Elias emerged from behind a tomb like a specter himself, boots striking the gravel, his coat snapping in the wind. He looked like judgment made flesh, grim-eyed, calm, and utterly unafraid. Norton’s mouth opened. Then closed.
“I think you’ve said quite enough for one night,” Elias continued. “But I do suggest you get some rest, Lord Norton. You’ll need your strength for the inquiries coming your way.”
Norton staggered back another step, muttering to himself. Then, like a man finally touched by death, he turned and ran.
Not walked, but ran through the fog, tripping once over a low stone, scrambling like a drunk through the damp grass and vanishing into the dark with his coat flying and his dignity shredded behind him.
A long silence followed.
Isobel slowly lifted her veil and exhaled, excitement mixed with fear slowly draining from her limbs.

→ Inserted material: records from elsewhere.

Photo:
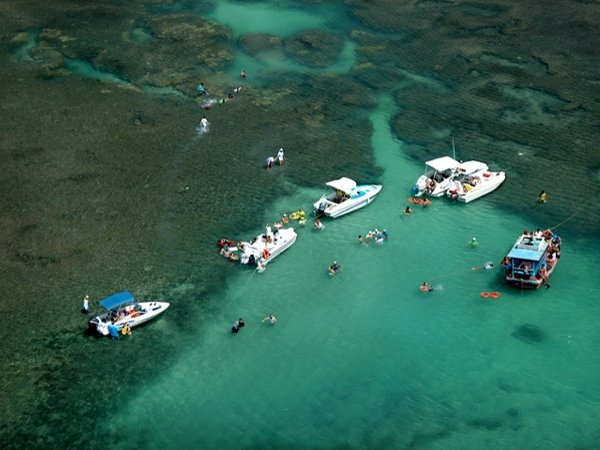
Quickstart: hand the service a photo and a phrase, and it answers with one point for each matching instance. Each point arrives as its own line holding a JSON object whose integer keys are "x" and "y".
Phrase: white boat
{"x": 346, "y": 197}
{"x": 467, "y": 187}
{"x": 122, "y": 309}
{"x": 265, "y": 247}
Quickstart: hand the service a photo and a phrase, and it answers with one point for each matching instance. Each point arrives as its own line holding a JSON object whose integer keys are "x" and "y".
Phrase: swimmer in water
{"x": 271, "y": 319}
{"x": 334, "y": 268}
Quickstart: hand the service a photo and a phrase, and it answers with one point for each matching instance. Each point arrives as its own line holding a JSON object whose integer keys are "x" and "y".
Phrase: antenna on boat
{"x": 453, "y": 149}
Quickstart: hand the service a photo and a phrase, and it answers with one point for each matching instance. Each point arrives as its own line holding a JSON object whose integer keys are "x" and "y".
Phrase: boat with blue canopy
{"x": 346, "y": 196}
{"x": 122, "y": 309}
{"x": 532, "y": 259}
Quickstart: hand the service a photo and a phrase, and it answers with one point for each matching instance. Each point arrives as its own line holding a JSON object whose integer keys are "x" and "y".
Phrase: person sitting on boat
{"x": 526, "y": 267}
{"x": 430, "y": 185}
{"x": 204, "y": 123}
{"x": 86, "y": 305}
{"x": 543, "y": 273}
{"x": 381, "y": 236}
{"x": 334, "y": 268}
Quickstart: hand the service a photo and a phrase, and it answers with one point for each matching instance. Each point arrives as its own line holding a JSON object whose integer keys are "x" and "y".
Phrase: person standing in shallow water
{"x": 271, "y": 319}
{"x": 237, "y": 325}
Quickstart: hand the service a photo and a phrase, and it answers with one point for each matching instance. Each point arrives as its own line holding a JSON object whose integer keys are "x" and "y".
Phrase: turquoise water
{"x": 365, "y": 359}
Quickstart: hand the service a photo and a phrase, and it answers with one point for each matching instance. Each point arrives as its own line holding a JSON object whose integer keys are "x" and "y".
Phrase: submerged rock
{"x": 528, "y": 333}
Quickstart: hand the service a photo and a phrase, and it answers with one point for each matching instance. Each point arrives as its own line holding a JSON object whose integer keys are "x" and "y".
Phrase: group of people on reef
{"x": 280, "y": 158}
{"x": 208, "y": 103}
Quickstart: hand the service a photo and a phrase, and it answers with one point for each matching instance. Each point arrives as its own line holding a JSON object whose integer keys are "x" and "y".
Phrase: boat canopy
{"x": 117, "y": 300}
{"x": 470, "y": 167}
{"x": 443, "y": 163}
{"x": 346, "y": 185}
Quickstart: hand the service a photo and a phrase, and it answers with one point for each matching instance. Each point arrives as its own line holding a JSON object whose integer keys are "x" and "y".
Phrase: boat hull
{"x": 532, "y": 260}
{"x": 328, "y": 207}
{"x": 133, "y": 315}
{"x": 488, "y": 184}
{"x": 253, "y": 253}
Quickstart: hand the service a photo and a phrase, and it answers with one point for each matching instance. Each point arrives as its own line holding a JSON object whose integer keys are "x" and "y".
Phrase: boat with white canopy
{"x": 471, "y": 185}
{"x": 436, "y": 179}
{"x": 265, "y": 247}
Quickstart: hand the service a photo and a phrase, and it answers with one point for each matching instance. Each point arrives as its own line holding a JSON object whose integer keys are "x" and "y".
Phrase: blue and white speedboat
{"x": 122, "y": 309}
{"x": 346, "y": 197}
{"x": 532, "y": 259}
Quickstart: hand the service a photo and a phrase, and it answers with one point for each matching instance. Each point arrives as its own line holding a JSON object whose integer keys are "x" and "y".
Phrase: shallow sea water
{"x": 366, "y": 360}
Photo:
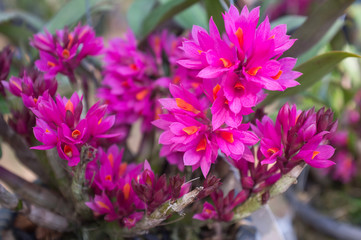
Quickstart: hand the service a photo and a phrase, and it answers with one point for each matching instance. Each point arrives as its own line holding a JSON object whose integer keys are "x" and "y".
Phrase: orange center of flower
{"x": 75, "y": 134}
{"x": 278, "y": 75}
{"x": 126, "y": 191}
{"x": 142, "y": 94}
{"x": 314, "y": 154}
{"x": 68, "y": 151}
{"x": 202, "y": 145}
{"x": 133, "y": 67}
{"x": 16, "y": 85}
{"x": 122, "y": 169}
{"x": 253, "y": 71}
{"x": 50, "y": 64}
{"x": 186, "y": 106}
{"x": 65, "y": 53}
{"x": 215, "y": 91}
{"x": 226, "y": 62}
{"x": 272, "y": 150}
{"x": 102, "y": 205}
{"x": 238, "y": 86}
{"x": 108, "y": 178}
{"x": 190, "y": 130}
{"x": 227, "y": 136}
{"x": 71, "y": 39}
{"x": 176, "y": 79}
{"x": 111, "y": 159}
{"x": 69, "y": 106}
{"x": 239, "y": 35}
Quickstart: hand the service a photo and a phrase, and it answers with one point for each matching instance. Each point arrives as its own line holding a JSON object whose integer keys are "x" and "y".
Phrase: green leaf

She turned to Elias. “Well?”
He grinned. “That,” he said, “was the most deliciously terrifying thing I’ve ever seen.”
She grinned. “Do you think it was too much?”
“Not in the slightest. You played the ghost better than any spirit I’ve ever met.”
She gave a small, satisfied sigh. “I suspect he won’t get much sleep tonight.”
“No,” Elias agreed, stepping closer. “But I will.”
She arched a brow. “Confident?”
“Terrified,” he admitted. “But for the first time… I feel in control.”
And with that, they walked arm in arm from the cemetery, veils trailing behind them like the past itself—finally, mercifully—laid to rest.